Multi-Environment Deployment

For deploying across dev, staging, and production, I use environment-based workflows with manual approval gates:

jobs:
  deploy-staging:
    environment: staging
    runs-on: ubuntu-latest
    steps:
      - name: Deploy to Staging
        run: ./deploy.sh staging

  deploy-production:
    needs: deploy-staging
    environment:
      name: production
      url: https://myapp.com
    runs-on: ubuntu-latest
    steps:
      - name: Deploy to Production
        run: ./deploy.sh production

Configure environment protection rules in GitHub Settings to require manual approval before production deployments.

Reusable Workflows

Don't repeat yourself across repositories.

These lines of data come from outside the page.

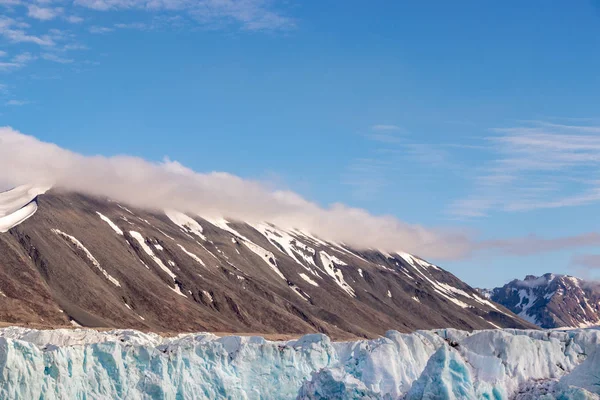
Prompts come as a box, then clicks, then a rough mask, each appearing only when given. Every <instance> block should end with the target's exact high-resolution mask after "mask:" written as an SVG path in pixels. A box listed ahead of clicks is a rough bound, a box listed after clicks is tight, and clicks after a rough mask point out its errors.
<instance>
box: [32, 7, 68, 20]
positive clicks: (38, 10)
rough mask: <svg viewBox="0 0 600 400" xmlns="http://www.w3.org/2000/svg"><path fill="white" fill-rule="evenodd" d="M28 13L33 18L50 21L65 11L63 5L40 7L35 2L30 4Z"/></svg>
mask: <svg viewBox="0 0 600 400" xmlns="http://www.w3.org/2000/svg"><path fill="white" fill-rule="evenodd" d="M27 9H28V11H27V15H28V16H29V17H31V18H35V19H39V20H41V21H49V20H51V19H54V18H56V17H58V16H59V15H61V14H62V13H63V11H64V9H63V8H61V7H56V8H52V7H40V6H37V5H35V4H31V5H29V6H28V8H27Z"/></svg>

Create reusable workflows:

# .github/workflows/reusable-deploy.yml
name: Reusable ECS Deploy
on:
  workflow_call:
    inputs:
      environment:
        required: true
        type: string
      cluster:
        required: true
        type: string
    secrets:
      AWS_ROLE_ARN:
        required: true

jobs:
  deploy:
    runs-on: ubuntu-latest
    environment: ${{ inputs.environment }}
    steps:
      # ... deployment steps

Slack Notifications

Every pipeline should notify the team on success and failure:

      - name: Notify Slack
        if: always()
        uses: 8398a7/action-slack@v3
        with:
          status: ${{ job.status }}
          fields: repo,message,commit,author,action,eventName,ref,workflow
        env:
          SLACK_WEBHOOK_URL: ${{ secrets.SLACK_WEBHOOK }}

Key Takeaways

  • Always use OIDC instead of long-lived access keys
  • Plan on PRs, apply on merge for infrastructure changes
  • Use environments with protection rules for production gates
  • Cache aggressively - Docker layers, dependencies, Terraform providers
  • Notify your team on every deployment success and failure
  • Reuse workflows across repositories to maintain consistency

These patterns have served me well across dozens of production deployments. Start simple, iterate, and always prioritize security over convenience.